ボクは他の現場に入っているからすぐには行けないけど
どうしてもというなら行くしかないですけど・・・
と電話を切る。

そしたら
大工さんから電話。
『左官屋さんは
 手待ちでずっと待っとんじゃけど』

え〜〜!!
そう言われると行くしかない。

行ったら
案の定。
下地がまっすぐ塗られていない。
とりあえず色をつけた程度。

築200年の家の塗り替え。
土壁の上に塗るので
当然、中塗りが悪ければ
下地の地直しからしなければならない。

せめて
下地で大方ならしておいて
コテが抜けるようにしてないと・・・・。
って言うのは
僕にとっては当たり前。

68歳のベテラン職人の言葉。
『聚落じゃったらこのくらいの下地でいける。
 塗れんとは言わんけど
 塗るのには手間がかかる。』
『ボードの上のようにはまっすぐ塗れん』

もうあきれてしまった。
『下地はまっすぐにしといてくださいよ。
 この材料は下地を拾うけん
 ほんまにまっすぐしとかんといけんですよ。

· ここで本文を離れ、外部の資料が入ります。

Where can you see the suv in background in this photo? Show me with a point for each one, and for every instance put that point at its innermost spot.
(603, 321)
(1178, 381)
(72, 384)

』
そう釘を刺していたのに
『ここまで下地を拾うんならそういうといてもらわんと・・・』

正直、怒ってしまった。
築200年の土壁の家にボンド聚落でええがなって。
それが安いがなって。
きっと
お客さんからもらうお金はそんなに変わらない。

ほんま
施主さんにとっては
不遇の時代です。

塗れる職人が少なすぎる。
ボクのウデもまだまだですが
ベテランとか言われる人たちが
ほんとうに
・・・。

ボクがコテを持ったときのことを思い出した。
正直、ほとんどの左官屋さんと
会話が成り立たなかった。
彼らは稼ぐ糧として
コテを握っていた。

だから
塗りやすい材料が良かった。

ボクは
居心地のいい空間が欲しかった。
だから
塗りにくくても
塗るしかなかった。

ボクのつくったウレシイカベは
ボンド聚落と比べてもらっちゃ困る。
ほかの珪藻土の壁とも。

塗ろうと思ってやったら
だれでも塗れるけん。
素人でも塗れるようにつくったけん。

でもな。
おれはほんまに
自分の家を塗る材料がない。
ボクが自分の家に選びたい壁がない。
だからつくったんよ。

ほんまに
自分のために。

ボンド聚落ならだれでも塗れるけん。
じゃけどうれしゅうないけん。
ほんまに
気持ちのええ空間。
それがつくりたいし
ボクと同じように考えとる左官職人が居るはずなんよ。
こんな壁じゃないんよ。
もっとええ壁はないんか?
そう考えとる人が居ると思うし
住む人はこんな壁が欲しいと思うんよ。
じゃけん。

じゃけん。
ぼくはやるんよ。

コメント

感じたままの素直な言葉に共感を得ました!森本さんのウレシイカベと想いを広めますわ!!

松本さん。
いや〜お恥ずかしい。
でも、これがボクなんで
この生き方で行くんです。
よろしくおねがいします。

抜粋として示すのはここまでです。